This is definitely something I would like to look into.  At the book store I remember seeing books on CBT so now I think I'll buy one.



			
				Violet said:
			
		

> I don't think you should be changing your dosage without doctors okay I hope it was doctor who increased it for you. With help of a good therapist you can get those thoughts under control. Try not to worry about how things will be but try concentrating on just doing what is right for you now okay. No cure but like with all illnesses there is a way to keep you stable and to keep you being able to follow your goals. TAlk with your pdoc okay and do not fool around with your medication leave that up to the doctor. You are doing good trying to educate yourself but try not to get to overwhelmed with it all okay.





			
				David Baxter said:
			
		

> Vioelt is absolutely correct, Williaqm. Taking more won't help you get well any faster and it may create other problems, some nof them serious. It's extremely important that you take only the dose your doctor prescribes.



Okay.  But I've done this before and my pdoc didn't seem to have a problem with it.  He asked me how I felt after a larger dose and that's it.  

Thanks for the videos.  They look interesting.

Btw, I went for a walk today!    I feel better now that I'm back home (better than before I left).  The walk was a little scary (more like stressful) but I got through it in one piece.

I guess if I don't change anything than I'll always have the same results, huh?

Take care.


----------



## David Baxter PhD (Nov 1, 2010)

> I guess if I don't change anything than I'll always have the same results, huh?


 
Exactly.


----------



## Yuray (Nov 1, 2010)

> I guess if I don't change anything than I'll always have the same results, huh?


an old saying..."If you always do what you've always done, you'll always have what you've always had. :thinking: (hard to argue that one!)


----------



## WilliamCollins (Nov 10, 2010)

But how does one change one's self when it seems like the illness is in control?  (i.e.,  I have no friends, I don't go out much, I'm constantly stressed out, etc...  All this started happening after I developed schizophrenia in the first place.)

I need to somehow change the illness then, do I not?  I see myself as a part of this illness, so maybe, just maybe, if I change the part that I have control over, then, like waves, it'll change the rest of me (including the illness itself) and transform me into a much better human being.  Someone that people would want to be around and not someone that shuts people out. 

I think my logic might be flawed (so what's new?), but it's a nice start, I suppose.

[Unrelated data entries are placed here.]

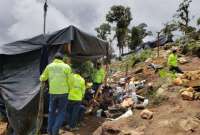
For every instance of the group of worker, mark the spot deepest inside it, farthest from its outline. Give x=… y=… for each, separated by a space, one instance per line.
x=173 y=62
x=67 y=90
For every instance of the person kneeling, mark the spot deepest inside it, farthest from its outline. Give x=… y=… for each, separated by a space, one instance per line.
x=75 y=97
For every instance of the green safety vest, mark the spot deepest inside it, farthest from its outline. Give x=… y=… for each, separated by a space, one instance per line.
x=99 y=75
x=57 y=73
x=172 y=60
x=76 y=87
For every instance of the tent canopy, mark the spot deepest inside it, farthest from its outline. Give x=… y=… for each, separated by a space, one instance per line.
x=22 y=61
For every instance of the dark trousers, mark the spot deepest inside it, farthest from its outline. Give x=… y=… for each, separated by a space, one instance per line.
x=81 y=113
x=175 y=69
x=57 y=110
x=73 y=111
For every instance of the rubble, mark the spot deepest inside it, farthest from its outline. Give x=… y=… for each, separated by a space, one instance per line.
x=187 y=95
x=183 y=60
x=188 y=124
x=146 y=114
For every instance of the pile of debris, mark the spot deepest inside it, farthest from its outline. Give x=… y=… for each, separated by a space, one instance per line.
x=191 y=82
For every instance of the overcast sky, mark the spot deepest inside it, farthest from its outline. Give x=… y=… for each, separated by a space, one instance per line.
x=21 y=19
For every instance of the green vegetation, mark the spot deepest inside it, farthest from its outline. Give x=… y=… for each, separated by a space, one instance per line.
x=163 y=73
x=138 y=33
x=103 y=31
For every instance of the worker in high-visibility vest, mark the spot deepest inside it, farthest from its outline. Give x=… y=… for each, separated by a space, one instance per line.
x=98 y=76
x=173 y=62
x=76 y=94
x=57 y=74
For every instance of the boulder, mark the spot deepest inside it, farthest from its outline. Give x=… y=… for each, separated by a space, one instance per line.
x=116 y=128
x=160 y=91
x=146 y=114
x=187 y=95
x=178 y=81
x=188 y=124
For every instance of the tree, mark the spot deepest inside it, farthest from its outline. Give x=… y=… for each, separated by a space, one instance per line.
x=103 y=31
x=183 y=15
x=138 y=33
x=122 y=17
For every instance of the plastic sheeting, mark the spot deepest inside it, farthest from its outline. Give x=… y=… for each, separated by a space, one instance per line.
x=21 y=63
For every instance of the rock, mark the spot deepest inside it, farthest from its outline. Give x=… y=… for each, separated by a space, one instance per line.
x=116 y=128
x=188 y=124
x=190 y=89
x=160 y=91
x=178 y=81
x=187 y=95
x=146 y=114
x=197 y=95
x=139 y=70
x=183 y=60
x=127 y=102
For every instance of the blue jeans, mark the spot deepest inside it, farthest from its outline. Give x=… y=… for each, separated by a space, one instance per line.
x=73 y=109
x=57 y=110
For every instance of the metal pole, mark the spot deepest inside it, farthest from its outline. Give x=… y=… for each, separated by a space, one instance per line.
x=45 y=15
x=39 y=120
x=158 y=44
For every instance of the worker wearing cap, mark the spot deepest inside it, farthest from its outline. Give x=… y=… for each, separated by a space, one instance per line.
x=173 y=62
x=76 y=94
x=98 y=76
x=57 y=74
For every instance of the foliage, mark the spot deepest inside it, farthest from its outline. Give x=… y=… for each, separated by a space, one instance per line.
x=168 y=29
x=85 y=68
x=141 y=57
x=183 y=15
x=166 y=74
x=103 y=31
x=122 y=17
x=138 y=33
x=193 y=47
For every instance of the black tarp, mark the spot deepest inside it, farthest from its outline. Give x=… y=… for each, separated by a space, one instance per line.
x=21 y=63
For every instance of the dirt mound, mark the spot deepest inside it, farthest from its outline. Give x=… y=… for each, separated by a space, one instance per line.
x=174 y=117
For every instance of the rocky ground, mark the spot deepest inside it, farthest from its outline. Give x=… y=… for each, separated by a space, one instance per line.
x=172 y=115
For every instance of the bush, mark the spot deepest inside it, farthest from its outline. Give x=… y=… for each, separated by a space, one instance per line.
x=85 y=68
x=141 y=56
x=192 y=48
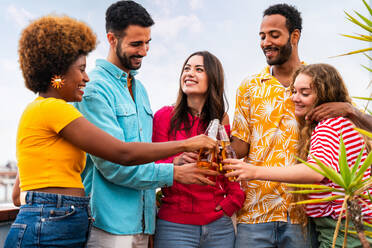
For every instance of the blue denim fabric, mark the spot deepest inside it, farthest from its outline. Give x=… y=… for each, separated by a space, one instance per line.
x=275 y=234
x=51 y=220
x=217 y=234
x=128 y=191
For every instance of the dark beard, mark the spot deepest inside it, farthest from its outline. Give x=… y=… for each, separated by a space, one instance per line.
x=284 y=54
x=125 y=60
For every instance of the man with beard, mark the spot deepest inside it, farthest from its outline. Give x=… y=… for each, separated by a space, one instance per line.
x=123 y=198
x=265 y=134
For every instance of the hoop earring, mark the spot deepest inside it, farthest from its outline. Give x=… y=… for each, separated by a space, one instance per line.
x=57 y=81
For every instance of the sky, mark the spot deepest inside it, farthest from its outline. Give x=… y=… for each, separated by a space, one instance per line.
x=228 y=29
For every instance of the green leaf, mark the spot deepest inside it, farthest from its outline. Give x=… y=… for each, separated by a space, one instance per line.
x=364 y=166
x=327 y=199
x=368 y=22
x=367 y=224
x=365 y=67
x=357 y=162
x=354 y=52
x=368 y=7
x=369 y=57
x=357 y=37
x=311 y=191
x=311 y=186
x=352 y=19
x=342 y=162
x=330 y=173
x=364 y=132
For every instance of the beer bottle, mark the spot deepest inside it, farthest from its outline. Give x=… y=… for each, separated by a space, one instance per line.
x=207 y=157
x=226 y=150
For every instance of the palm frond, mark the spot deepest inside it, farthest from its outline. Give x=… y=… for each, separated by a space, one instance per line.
x=330 y=173
x=326 y=199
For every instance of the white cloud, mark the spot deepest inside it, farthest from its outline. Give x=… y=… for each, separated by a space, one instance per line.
x=170 y=27
x=196 y=4
x=19 y=15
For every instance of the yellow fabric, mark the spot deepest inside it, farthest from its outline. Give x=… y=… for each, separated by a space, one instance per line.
x=45 y=159
x=264 y=118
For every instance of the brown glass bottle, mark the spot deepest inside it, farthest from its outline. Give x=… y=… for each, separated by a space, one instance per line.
x=207 y=157
x=226 y=150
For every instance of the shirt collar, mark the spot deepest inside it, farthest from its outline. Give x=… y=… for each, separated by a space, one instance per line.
x=266 y=72
x=113 y=69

At this rate maybe I'll no longer have an illness to think about in the future.  They say there's no cure for schizophrenia.  Well, I say, maybe there is and they just haven't found it yet because people who cure themselves no longer need to see a psychiatrist.


----------



## Andy (Nov 10, 2010)

Hi WilliamCollins, 

I haven't been following this conversation much so forgive me if I am repetitive at all.  

It sounds like we are in similar situations socially and all that. All of that stuff happened to me after I was diagnosed as well. A real wake up call on who your real friends are, at the same time I get it.

You CANNOT change the illness. You can manage it with meds, but you can't change it. You are not part of this illness, the illness is part of you. You were you before Schizophrenia happened and your still there you just have an extra challenge. You need to learn how to live with the illness and not try to separate the illness from yourself.  People don't cure themselves of Schizophrenia, I'm sorry to say that, I wish it were true but it just isn't.

I'm not sure where you live but there are a lot of mental health clubhouses or even the Schizophrenia Society (if your in Canada), the SS is great. Maybe you could see about going to somewhere like that. You would meet people who are in similar situations and understand and maybe make some good friends. Even if it's a start to get yourself use to meeting people and hanging around them. No harm in trying anyway. Just a suggestion. 

Hopefully that made some sense. :2thumbs:


----------



## WilliamCollins (Nov 11, 2010)

Yes, STP, that made a lot of sense and I really appreciate it.  So thank you!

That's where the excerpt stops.